A couple of new polls this morning allegedly augur political danger for the Republican Party should the Supreme Court side with plaintiffs in King v. Burwell and strike down subsidies for health insurance plans purchased on federally facilitated exchanges. The long and the short of it is: healthy majorities want the subsidies to continue should SCOTUS nix them. But we shouldn't quite be ready to jump whole-hog onto the Republicans are screwed if they succeed in gutting Obamacare! bandwagon just yet.
A survey from Public Policy Polling, conducted on behalf of the progressive non-profit Americans United for Change, "finds that 61% of Americans think everyone in the country at similar income levels should be eligible for the same health insurance subsidies no matter what state they live in, rejecting the premise of the ACA lawsuit the Supreme Court will rule on late this month." Yes, well, the outcome of King v. Burwell will not be decided by popular vote. It will most likely come down to what side of the bed a certain Chief Justice woke up on after oral arguments a few months ago. Nevertheless, PPP finds that majorities of voters of all stripes want Congress to restore the subsidies if John Roberts et al. strike them down:
If the Supreme Court rules with the Republicans on the ACA lawsuit, 62% of voters want Congress to fix the law to ensure that all Americans continue to be eligible for the same health insurance subsidies regardless of what state they live in.

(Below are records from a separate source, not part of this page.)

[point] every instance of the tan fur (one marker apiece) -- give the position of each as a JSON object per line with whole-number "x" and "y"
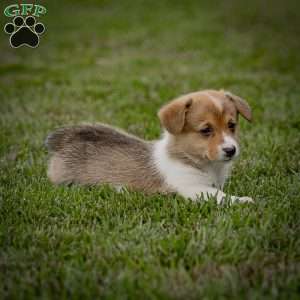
{"x": 188, "y": 143}
{"x": 97, "y": 154}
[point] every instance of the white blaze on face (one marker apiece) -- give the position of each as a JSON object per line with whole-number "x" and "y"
{"x": 228, "y": 142}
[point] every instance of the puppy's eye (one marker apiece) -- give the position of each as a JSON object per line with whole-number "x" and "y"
{"x": 207, "y": 131}
{"x": 231, "y": 126}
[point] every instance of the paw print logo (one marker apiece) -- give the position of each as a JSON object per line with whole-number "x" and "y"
{"x": 24, "y": 32}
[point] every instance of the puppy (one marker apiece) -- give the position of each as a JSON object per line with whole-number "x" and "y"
{"x": 193, "y": 158}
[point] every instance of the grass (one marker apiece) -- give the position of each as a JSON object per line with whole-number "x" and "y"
{"x": 118, "y": 63}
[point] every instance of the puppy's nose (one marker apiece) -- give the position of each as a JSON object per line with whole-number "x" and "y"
{"x": 229, "y": 151}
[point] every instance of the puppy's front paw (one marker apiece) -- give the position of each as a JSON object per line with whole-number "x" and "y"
{"x": 245, "y": 200}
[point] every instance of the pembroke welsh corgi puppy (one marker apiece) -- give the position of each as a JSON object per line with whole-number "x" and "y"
{"x": 193, "y": 157}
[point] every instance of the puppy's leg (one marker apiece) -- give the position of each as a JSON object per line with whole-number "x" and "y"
{"x": 195, "y": 192}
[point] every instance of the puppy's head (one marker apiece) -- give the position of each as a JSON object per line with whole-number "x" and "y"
{"x": 204, "y": 125}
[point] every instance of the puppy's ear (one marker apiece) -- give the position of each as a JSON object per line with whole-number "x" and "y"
{"x": 241, "y": 105}
{"x": 172, "y": 115}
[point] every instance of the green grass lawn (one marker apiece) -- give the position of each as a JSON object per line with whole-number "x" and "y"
{"x": 118, "y": 62}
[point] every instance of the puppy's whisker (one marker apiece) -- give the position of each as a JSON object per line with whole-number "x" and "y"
{"x": 191, "y": 158}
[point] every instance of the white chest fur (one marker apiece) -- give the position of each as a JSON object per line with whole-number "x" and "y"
{"x": 187, "y": 180}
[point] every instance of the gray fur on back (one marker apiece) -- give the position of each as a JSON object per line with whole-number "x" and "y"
{"x": 95, "y": 154}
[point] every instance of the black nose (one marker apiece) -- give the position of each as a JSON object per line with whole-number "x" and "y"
{"x": 229, "y": 151}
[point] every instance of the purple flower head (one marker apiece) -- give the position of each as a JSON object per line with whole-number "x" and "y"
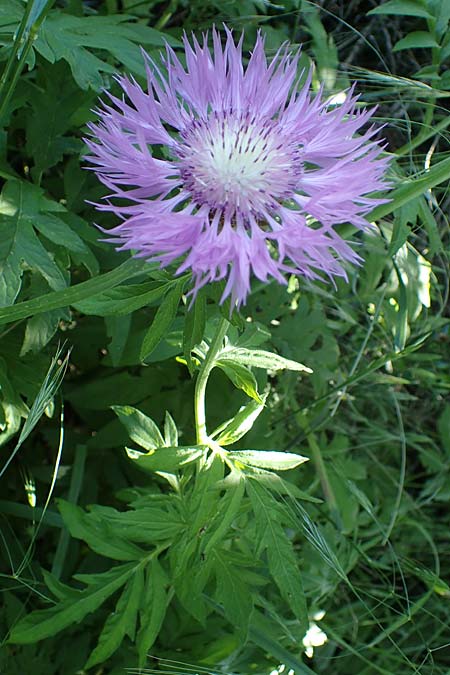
{"x": 256, "y": 172}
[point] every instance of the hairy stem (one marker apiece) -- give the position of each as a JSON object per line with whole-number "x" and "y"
{"x": 202, "y": 380}
{"x": 324, "y": 479}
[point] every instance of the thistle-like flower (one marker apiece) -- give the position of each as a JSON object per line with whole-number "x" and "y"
{"x": 231, "y": 171}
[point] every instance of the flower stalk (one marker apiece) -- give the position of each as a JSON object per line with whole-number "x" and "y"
{"x": 202, "y": 381}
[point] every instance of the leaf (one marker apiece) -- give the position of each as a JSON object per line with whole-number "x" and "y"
{"x": 403, "y": 8}
{"x": 260, "y": 358}
{"x": 163, "y": 319}
{"x": 48, "y": 622}
{"x": 123, "y": 300}
{"x": 97, "y": 533}
{"x": 268, "y": 459}
{"x": 20, "y": 210}
{"x": 194, "y": 327}
{"x": 65, "y": 36}
{"x": 153, "y": 609}
{"x": 146, "y": 525}
{"x": 46, "y": 127}
{"x": 419, "y": 39}
{"x": 241, "y": 377}
{"x": 127, "y": 270}
{"x": 240, "y": 424}
{"x": 282, "y": 560}
{"x": 141, "y": 429}
{"x": 167, "y": 459}
{"x": 233, "y": 593}
{"x": 408, "y": 190}
{"x": 121, "y": 622}
{"x": 228, "y": 509}
{"x": 170, "y": 431}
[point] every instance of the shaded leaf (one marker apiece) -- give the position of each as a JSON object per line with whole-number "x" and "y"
{"x": 121, "y": 622}
{"x": 141, "y": 429}
{"x": 153, "y": 609}
{"x": 48, "y": 622}
{"x": 97, "y": 533}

That’s a bipartisan sentiment- Democrats (76/21), independents (57/33), and Republicans (50/38) all want Congress to act to make sure no one loses their subsidies.
Another poll conducted by ABC News and the Washington Post finds Obamacare's popularity in the toilet, but also shows strong support for maintaining subsidies. "By a margin of 55 percent to 38 percent," the Post writes, "more people say the court should not take action to block federal subsidies in states that didn't set up their own exchanges."
These numbers would suggest that, should SCOTUS side with the plaintiffs, it's in congressional Republicans' interest to quickly ensure the continuation of subsidies for plans purchased on federally facilitated exchanges. The problem is that congressional Republicans -- well, their leaders, at least -- have already internalized this. Most of the plans put forth to varying degrees of specificity would temporarily maintain the availability of subsidies, but at costs that are both actuarially unworkable and politically popular.
Consider the leading "fix" that's been introduced in the Senate and earned the support of Sen. Mitch McConnell: the properly focus-grouped "Preserving Freedom and Choice in Health Care Act" from Sen. Ron Johnson. This is the one that would extend subsidies into 2017 while eliminating other core components of the Affordable Care Act including the individual mandate. This is not a "fix" in any good-faith sense. It would restore the most popular core component of the ACA -- the subsidies -- while eliminating the others that make health insurance markets economically feasible. Here's a plan that would send health insurance markets spiraling out of control if enacted. Fortunately Ron Johnson, Mitch McConnell and their colleagues know that it has no chance of being enacted, so they can run around wielding it as a talking point: The Obama administration and Democratic legislators say they want to restore subsidies, and our plan would do that while getting rid of all these burdensome, freedom-nuking regulations, but they're filibustering/vetoing it.
Congressional Republicans are covering their asses relatively well here. Democrats, backed by public support, are going to come at them hard demanding that subsidies be restored. Republicans will say Okay, sure! and draw up a plan too economically unsound for negotiation. This lack of movement through the halls of Congress will keep tensions between Republican leaders and rank-and-file Republican lawmakers, who are too concerned about primaries to consider any extension of any part of Obamacare, from rising to an embarrassing public confrontation.
In other words, the congressional response to a SCOTUS ruling for King et al. will be nothing, except for a furious messaging war from which it's difficult to see either side budging. The best hope for Obamacare supporters in the event of an adverse ruling is that the states are compelled to move hastily -- if not to set up their own exchanges, then to contract out to the federal government for their exchange infrastructure. Congress isn't going to do anything about it, premiums will jump, and on the federal level people will blame Obama and his party for "Obamacare" not working. It's wishful thinking to imagine that Republicans getting exactly what they want -- a gutting of Obamacare -- would in some way hurt Republicans more than it would Democrats. Happy Monday.